Indian Defence Minister Manohar Parrikar inaugurated Helicopter Engines MRO Pvt. Limited (HE-MRO), a Joint Venture of Safran and Hindustan Aeronautics Ltd. (HAL), on 23rd October in Goa, southwest India. This Joint Venture will support helicopter engines operated by national and international operators from a 1,000m2 office and a 3,800m2 shop facility.
The new centre will provide maintenance repair and overhaul (MRO) services for Safran TM333 and HAL Shakti engines installed on HAL-built helicopters. It will open for business in 2017 with a capacity of 50 repaired engines a year and a full-capacity goal of 150 in the coming years. By then, the initial staff of 30 will grow to 100. The centre’s capabilities may be expanded to include other engines as mutually agreed.
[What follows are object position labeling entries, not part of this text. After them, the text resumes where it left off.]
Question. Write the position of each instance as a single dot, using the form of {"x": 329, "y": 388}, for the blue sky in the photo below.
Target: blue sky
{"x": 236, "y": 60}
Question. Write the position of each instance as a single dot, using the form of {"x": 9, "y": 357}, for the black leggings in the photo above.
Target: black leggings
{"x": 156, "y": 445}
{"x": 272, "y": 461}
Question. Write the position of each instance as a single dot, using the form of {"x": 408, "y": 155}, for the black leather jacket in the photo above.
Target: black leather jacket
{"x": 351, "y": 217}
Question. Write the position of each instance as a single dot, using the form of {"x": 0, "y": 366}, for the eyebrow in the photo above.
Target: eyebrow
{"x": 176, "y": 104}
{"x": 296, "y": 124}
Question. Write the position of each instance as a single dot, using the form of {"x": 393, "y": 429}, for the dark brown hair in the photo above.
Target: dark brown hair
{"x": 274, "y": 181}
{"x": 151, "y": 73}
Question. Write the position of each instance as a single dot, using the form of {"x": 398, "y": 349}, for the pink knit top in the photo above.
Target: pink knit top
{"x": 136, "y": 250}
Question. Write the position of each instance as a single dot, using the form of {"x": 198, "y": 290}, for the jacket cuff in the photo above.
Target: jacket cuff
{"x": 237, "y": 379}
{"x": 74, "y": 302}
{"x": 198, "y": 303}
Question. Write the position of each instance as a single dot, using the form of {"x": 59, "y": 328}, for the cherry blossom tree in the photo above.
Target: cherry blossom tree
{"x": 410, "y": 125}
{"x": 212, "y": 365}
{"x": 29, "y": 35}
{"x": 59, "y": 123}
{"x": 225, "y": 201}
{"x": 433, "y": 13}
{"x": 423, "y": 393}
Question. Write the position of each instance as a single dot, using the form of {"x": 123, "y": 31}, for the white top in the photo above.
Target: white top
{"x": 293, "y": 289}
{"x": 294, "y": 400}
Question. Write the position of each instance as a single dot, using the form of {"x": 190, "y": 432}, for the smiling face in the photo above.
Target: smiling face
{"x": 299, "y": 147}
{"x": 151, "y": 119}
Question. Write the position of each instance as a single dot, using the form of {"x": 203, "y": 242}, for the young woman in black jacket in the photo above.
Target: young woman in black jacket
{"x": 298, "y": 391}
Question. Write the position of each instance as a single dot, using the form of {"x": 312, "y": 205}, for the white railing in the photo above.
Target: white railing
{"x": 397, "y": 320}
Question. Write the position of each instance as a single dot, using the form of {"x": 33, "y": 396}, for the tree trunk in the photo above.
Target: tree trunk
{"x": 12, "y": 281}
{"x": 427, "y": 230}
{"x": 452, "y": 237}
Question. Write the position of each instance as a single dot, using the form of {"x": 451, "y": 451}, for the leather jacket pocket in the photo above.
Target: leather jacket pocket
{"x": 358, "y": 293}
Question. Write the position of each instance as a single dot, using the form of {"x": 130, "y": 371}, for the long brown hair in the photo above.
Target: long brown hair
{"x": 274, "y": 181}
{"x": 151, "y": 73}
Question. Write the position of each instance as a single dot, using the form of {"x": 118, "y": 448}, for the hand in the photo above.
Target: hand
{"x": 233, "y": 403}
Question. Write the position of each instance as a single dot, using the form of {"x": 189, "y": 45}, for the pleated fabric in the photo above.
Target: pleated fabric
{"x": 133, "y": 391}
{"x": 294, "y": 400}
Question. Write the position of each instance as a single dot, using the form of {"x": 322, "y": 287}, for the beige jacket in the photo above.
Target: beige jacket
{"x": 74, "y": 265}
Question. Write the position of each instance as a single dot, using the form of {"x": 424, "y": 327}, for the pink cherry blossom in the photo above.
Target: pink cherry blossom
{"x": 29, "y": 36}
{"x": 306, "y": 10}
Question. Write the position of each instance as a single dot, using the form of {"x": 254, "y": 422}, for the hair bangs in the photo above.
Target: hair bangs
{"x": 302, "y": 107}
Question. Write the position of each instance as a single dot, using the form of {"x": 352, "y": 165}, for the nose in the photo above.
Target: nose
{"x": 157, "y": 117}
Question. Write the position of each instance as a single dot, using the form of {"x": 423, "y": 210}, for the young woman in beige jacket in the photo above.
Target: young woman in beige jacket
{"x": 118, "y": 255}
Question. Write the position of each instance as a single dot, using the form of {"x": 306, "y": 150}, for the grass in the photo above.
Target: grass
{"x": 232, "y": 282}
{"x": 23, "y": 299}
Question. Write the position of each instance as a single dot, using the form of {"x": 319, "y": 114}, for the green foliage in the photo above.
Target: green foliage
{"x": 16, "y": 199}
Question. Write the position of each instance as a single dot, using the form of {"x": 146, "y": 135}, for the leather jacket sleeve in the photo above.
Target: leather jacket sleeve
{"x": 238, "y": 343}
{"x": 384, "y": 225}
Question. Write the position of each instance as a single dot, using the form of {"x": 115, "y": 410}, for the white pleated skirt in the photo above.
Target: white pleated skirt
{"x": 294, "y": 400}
With a fleet of over 1,000 engines, including 250 TM333 and 250 Shakti, India’s armed forces are one of the largest operators of Safran-designed helicopter engines. Shakti is the Indian designation for the Safran Ardiden 1H1, co-developed with HAL and produced under license.
Shakti is fitted to HAL’s ALH/Dhruv and has been selected to power the HAL-designed Light Combat Helicopter (LCH). The Ardiden 1U variant powers the new Light Utility Helicopter (LUH), a 3t single-engine aircraft that made its maiden flight in September 2016.
Safran has maintained a presence in India for over 60 years in its three core markets – aerospace, defence and security. With 2,500 locally based employees, its activities range from R&D to design, production and maintenance. According to Safran, the group currently powers and/or equips 65% of Indian aircraft and helicopters, as well as supplying key systems and equipment for the Rafale.
Besides helicopter engines, Safran has previously partnered with HAL through local businesses such as Aircraft Engines (180-employee JV in Bangalore) and Electronics & Defence equipment (Inertial Navigation Systems & Automated Flight Control Systems).